How To Practice Golf During Winter

When you live in a cold climate region, it can be a bit hard to practice your golf swing. However, with a bit of creativity and lots of determination, you can get around the snow drifts and freezing temperatures that you’ll have to deal in order to go out and work on your skills such as as long shots, putting and chipping. Use these convenient techniques and hacks in order to resist the temptation not to play again until spring, and improve your golfing skills in the cold.

Work On Your Body

medicine ball exercise golf

During the winter, you have a great opportunity to work on your strength and flexibility. Professional golf players such as Phil Mickelson and Tiger Woods frequently improve their fitness on the offseason. Of course, exclusively working on your physical conditioning is not going to improve your swing, but it does help avoiding injury and playing better in general.

Ted Bishop, the vice president of PGA of America, says its good to do at least 45 minutes of aerobics, four or five days every week, and, if possible, get a personal trainer to give you a custom designed fitness program.

According to Golf Magazine, using medicine balls and lifting weights is an excellent option for a golfer who’s looking to get more strength and power to get longer shot with your driver or other clubs.​

Play Indoors

If you find an indoor driving range, it can be easy and comfortable to practice your shots. Although you won’t be able to go as far as you’d go in a field, a domed and heated facility is an excellent way to practice in the winter. If you work during the day, make sure the facility you’re looking into is open late into the evening, so you can practice at night.

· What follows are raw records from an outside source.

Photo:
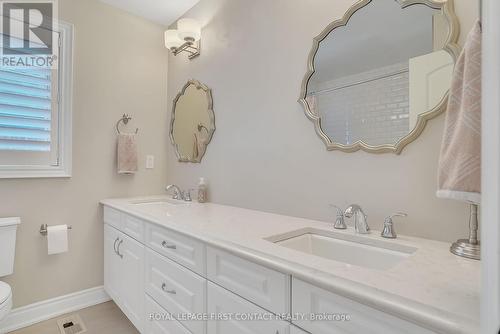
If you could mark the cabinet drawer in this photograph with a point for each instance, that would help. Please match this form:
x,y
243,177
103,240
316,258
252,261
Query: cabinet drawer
x,y
177,289
265,287
131,226
229,308
308,299
184,250
160,321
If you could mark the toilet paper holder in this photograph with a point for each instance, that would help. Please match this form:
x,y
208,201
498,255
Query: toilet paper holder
x,y
43,229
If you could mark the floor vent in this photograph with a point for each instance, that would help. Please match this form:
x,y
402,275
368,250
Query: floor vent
x,y
71,325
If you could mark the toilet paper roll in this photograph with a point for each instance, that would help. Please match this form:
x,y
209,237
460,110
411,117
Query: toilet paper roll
x,y
57,239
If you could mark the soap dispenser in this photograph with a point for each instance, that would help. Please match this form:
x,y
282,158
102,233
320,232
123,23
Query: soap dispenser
x,y
202,191
339,220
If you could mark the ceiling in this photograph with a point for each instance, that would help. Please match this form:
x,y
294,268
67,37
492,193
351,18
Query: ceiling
x,y
163,12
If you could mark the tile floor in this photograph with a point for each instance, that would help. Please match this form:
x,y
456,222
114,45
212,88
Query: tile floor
x,y
100,319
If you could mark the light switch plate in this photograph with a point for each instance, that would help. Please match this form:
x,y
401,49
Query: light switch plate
x,y
150,162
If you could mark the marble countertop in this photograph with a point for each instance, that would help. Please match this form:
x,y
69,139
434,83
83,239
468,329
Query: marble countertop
x,y
431,287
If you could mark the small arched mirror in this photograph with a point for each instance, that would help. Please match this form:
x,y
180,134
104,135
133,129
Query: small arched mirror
x,y
377,75
193,121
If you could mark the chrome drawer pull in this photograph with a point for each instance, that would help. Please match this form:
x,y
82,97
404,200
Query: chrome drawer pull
x,y
164,288
118,249
114,246
166,245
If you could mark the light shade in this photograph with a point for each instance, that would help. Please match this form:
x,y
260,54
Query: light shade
x,y
189,29
172,39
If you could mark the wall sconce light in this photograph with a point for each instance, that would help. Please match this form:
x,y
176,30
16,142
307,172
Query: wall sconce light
x,y
186,38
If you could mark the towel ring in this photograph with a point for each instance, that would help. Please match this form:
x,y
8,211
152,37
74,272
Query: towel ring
x,y
125,119
201,127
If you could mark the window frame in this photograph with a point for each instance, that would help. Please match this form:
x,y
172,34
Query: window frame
x,y
64,117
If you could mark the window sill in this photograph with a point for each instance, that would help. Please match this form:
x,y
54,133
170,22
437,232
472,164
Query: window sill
x,y
34,173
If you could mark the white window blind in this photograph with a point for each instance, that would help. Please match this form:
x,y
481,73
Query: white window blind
x,y
28,117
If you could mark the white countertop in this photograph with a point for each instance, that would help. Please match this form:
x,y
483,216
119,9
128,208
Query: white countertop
x,y
431,287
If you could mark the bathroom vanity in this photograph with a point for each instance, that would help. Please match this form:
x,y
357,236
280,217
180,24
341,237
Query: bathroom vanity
x,y
197,262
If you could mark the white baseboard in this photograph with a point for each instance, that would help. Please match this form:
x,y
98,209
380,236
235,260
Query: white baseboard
x,y
51,308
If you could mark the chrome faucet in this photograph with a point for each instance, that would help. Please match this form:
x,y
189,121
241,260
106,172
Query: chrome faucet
x,y
177,194
360,220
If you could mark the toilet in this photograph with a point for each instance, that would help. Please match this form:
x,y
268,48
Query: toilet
x,y
8,228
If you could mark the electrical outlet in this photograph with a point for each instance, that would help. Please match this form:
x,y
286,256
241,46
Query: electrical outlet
x,y
150,162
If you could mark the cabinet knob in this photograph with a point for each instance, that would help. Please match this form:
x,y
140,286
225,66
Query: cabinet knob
x,y
167,245
164,288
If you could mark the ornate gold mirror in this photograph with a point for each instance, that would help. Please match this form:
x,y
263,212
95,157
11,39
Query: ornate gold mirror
x,y
193,121
377,75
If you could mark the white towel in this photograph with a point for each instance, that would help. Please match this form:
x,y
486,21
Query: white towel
x,y
459,173
127,153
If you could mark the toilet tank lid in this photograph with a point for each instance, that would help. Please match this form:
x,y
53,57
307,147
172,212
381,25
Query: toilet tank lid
x,y
5,292
10,221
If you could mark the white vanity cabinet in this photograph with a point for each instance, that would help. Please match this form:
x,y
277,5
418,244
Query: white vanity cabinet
x,y
309,299
159,321
233,309
124,273
151,269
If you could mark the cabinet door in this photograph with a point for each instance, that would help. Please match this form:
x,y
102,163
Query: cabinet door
x,y
230,310
160,321
131,254
112,263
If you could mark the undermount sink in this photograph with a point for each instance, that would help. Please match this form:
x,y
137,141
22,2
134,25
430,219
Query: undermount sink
x,y
351,249
154,202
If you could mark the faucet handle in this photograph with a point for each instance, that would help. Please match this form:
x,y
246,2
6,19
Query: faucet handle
x,y
388,231
339,221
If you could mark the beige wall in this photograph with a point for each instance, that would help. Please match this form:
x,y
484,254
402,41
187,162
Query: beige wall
x,y
265,154
120,66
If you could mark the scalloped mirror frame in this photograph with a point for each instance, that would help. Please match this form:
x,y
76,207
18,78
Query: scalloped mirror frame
x,y
211,115
451,46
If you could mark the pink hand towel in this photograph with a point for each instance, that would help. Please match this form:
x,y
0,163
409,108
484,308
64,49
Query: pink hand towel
x,y
127,154
459,173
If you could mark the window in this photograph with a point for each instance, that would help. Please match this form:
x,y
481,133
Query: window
x,y
35,116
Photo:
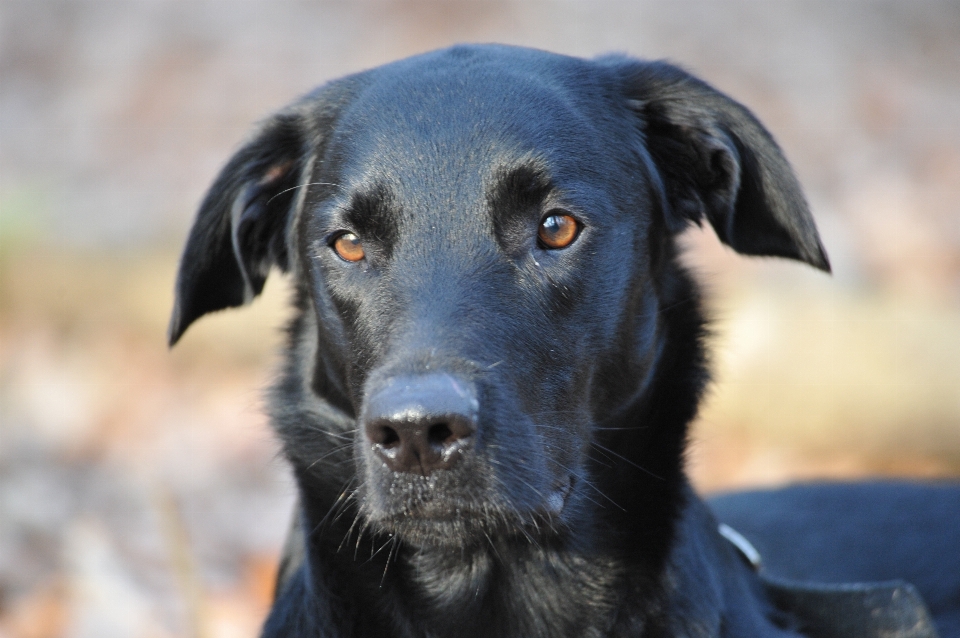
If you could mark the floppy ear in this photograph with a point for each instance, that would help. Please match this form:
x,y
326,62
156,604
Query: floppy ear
x,y
240,230
717,160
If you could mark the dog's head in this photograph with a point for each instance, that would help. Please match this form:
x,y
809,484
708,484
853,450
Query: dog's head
x,y
482,243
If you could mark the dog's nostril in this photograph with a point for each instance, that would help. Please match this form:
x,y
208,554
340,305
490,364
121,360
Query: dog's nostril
x,y
440,434
386,436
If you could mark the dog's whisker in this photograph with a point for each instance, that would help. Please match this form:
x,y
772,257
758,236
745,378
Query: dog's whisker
x,y
293,188
626,460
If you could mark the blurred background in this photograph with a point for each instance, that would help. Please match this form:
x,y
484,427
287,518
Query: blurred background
x,y
141,491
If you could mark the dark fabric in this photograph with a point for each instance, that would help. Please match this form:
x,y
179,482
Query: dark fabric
x,y
863,610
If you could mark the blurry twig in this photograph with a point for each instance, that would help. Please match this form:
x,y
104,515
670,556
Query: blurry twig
x,y
184,565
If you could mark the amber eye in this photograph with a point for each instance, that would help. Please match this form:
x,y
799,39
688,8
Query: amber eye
x,y
558,230
348,246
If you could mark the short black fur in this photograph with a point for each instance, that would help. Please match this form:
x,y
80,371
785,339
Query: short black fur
x,y
488,435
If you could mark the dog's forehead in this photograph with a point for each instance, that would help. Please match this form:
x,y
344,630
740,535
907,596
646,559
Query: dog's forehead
x,y
453,121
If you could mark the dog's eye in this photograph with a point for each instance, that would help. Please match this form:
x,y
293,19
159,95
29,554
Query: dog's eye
x,y
348,247
558,230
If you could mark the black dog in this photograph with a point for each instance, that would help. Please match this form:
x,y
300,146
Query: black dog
x,y
495,353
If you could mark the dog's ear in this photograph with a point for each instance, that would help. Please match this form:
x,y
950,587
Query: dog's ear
x,y
716,160
240,230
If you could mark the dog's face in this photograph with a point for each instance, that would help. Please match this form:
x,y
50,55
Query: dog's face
x,y
482,241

putting greens for indoor use - a review

If you don’t know any indoor ranges around, check with the club pro or ask your fellow golfers. Another option would be to consider an indoor putting green for total weather-independent man cave golfing!

Practice With Weighted Clubs

If an indoor range is not a possibility for you, you can always swing a weighted golf club in our garage. They are shorter than regular clubs, so it’s likely that you’ll have enough space to swing them. The PGA suggests that golfers swing a weighted club every day, even if only for a few minutes, to increase the club head speed you can reach and improve your arms and wrists’ strength.

Get A Grip

If you ned to, get a professional instructor to teach you what’s the proper grip, or get a club that has a training grip attached to it. Keep the club near you when you’re at home during the winter, and work on you grip on your off time.

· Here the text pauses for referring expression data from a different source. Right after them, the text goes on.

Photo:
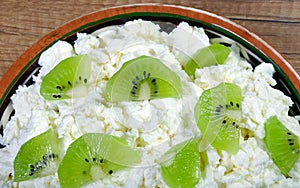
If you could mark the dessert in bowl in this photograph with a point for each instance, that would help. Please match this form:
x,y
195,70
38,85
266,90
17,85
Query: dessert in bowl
x,y
150,96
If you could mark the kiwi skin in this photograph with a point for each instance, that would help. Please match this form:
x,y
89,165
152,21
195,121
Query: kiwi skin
x,y
143,78
68,79
218,114
38,157
282,145
95,156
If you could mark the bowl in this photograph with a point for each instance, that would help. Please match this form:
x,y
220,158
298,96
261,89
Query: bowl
x,y
168,17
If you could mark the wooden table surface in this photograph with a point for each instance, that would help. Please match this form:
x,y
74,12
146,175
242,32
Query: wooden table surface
x,y
22,23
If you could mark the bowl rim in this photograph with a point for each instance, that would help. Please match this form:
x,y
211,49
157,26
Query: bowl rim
x,y
23,62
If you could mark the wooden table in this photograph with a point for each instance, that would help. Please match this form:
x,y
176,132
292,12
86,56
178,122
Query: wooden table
x,y
22,23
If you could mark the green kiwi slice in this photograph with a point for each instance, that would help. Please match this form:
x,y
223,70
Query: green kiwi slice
x,y
143,78
218,114
68,79
38,157
282,145
204,57
181,165
95,156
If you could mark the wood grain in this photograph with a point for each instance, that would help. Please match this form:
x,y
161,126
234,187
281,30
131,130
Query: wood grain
x,y
22,23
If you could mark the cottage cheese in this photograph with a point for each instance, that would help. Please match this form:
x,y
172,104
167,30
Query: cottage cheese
x,y
169,121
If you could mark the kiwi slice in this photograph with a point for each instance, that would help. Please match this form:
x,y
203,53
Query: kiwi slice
x,y
181,165
68,79
218,114
95,156
204,57
143,78
38,157
282,145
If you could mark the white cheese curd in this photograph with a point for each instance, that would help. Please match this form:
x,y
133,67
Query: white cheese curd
x,y
151,126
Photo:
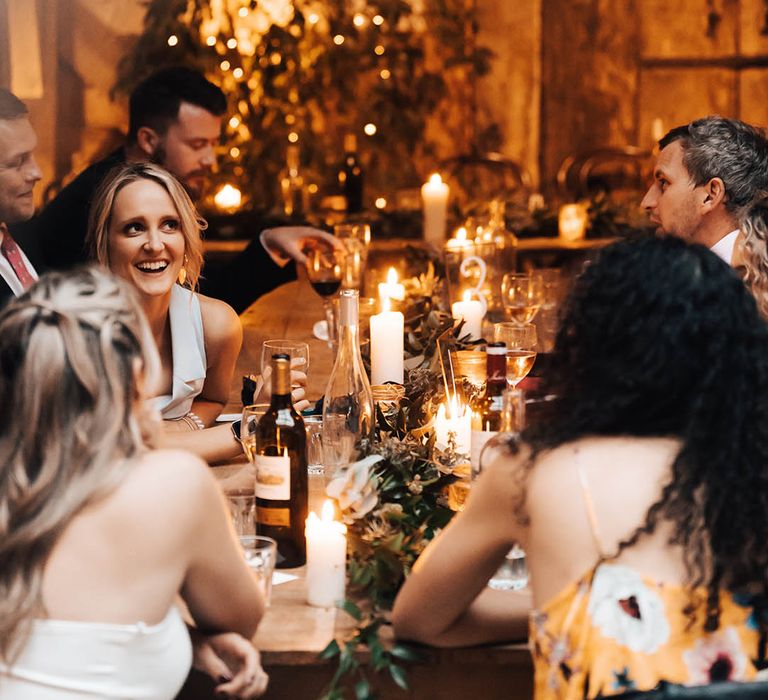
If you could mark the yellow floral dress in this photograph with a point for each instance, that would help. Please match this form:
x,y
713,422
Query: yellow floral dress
x,y
615,631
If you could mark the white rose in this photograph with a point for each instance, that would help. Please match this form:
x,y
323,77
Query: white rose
x,y
624,608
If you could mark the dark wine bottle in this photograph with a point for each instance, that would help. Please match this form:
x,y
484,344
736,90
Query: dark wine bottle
x,y
281,471
351,176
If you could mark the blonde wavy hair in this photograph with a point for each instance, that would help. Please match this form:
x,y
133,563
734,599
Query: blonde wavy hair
x,y
73,351
754,249
100,218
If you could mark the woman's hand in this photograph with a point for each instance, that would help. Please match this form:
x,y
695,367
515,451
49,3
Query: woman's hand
x,y
298,384
233,663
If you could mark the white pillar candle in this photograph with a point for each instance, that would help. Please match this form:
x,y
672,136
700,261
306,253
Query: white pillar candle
x,y
326,558
434,202
572,221
471,310
457,419
387,329
391,289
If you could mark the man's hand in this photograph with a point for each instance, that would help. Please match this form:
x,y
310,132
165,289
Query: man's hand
x,y
233,663
291,241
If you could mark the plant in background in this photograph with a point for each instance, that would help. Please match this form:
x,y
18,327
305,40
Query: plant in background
x,y
307,72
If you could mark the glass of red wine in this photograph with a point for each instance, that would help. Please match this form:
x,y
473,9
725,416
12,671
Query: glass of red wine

practice your gold grip durng winter

For instance, you can hold your club during the commercials until its over. Michael Breed, a famous teaching professional from PGA, suggests that players wrap paper around the club’s grip, and practice holding it lightly enough for the paper not to crinkle. According to Breed, this is a good way to hold the club without unnecessary tension in your arms and hands.

Find Open Courses

Some courses remain open in the winter – even on regions were the winter is harsh, such as Chicago. If you find a course that’s open year-round, you’ll be able to carry on practicing on all seasons. There might be outdoor driving ranges that have heated stalls in your area as well, which is another good option.

If All Else Fails, Just Swing

golf practice in winter

If most of these options aren’t available to you often, you can always go outside on a nice winter day and swing a club a hundred times. You don’t need a ball to practice – just try and improve your form, swinging as if it was the real thing.

Just working out, mastering your grip and taking 100 practice swings whenever you can is already going to significantly improve your golfing skills.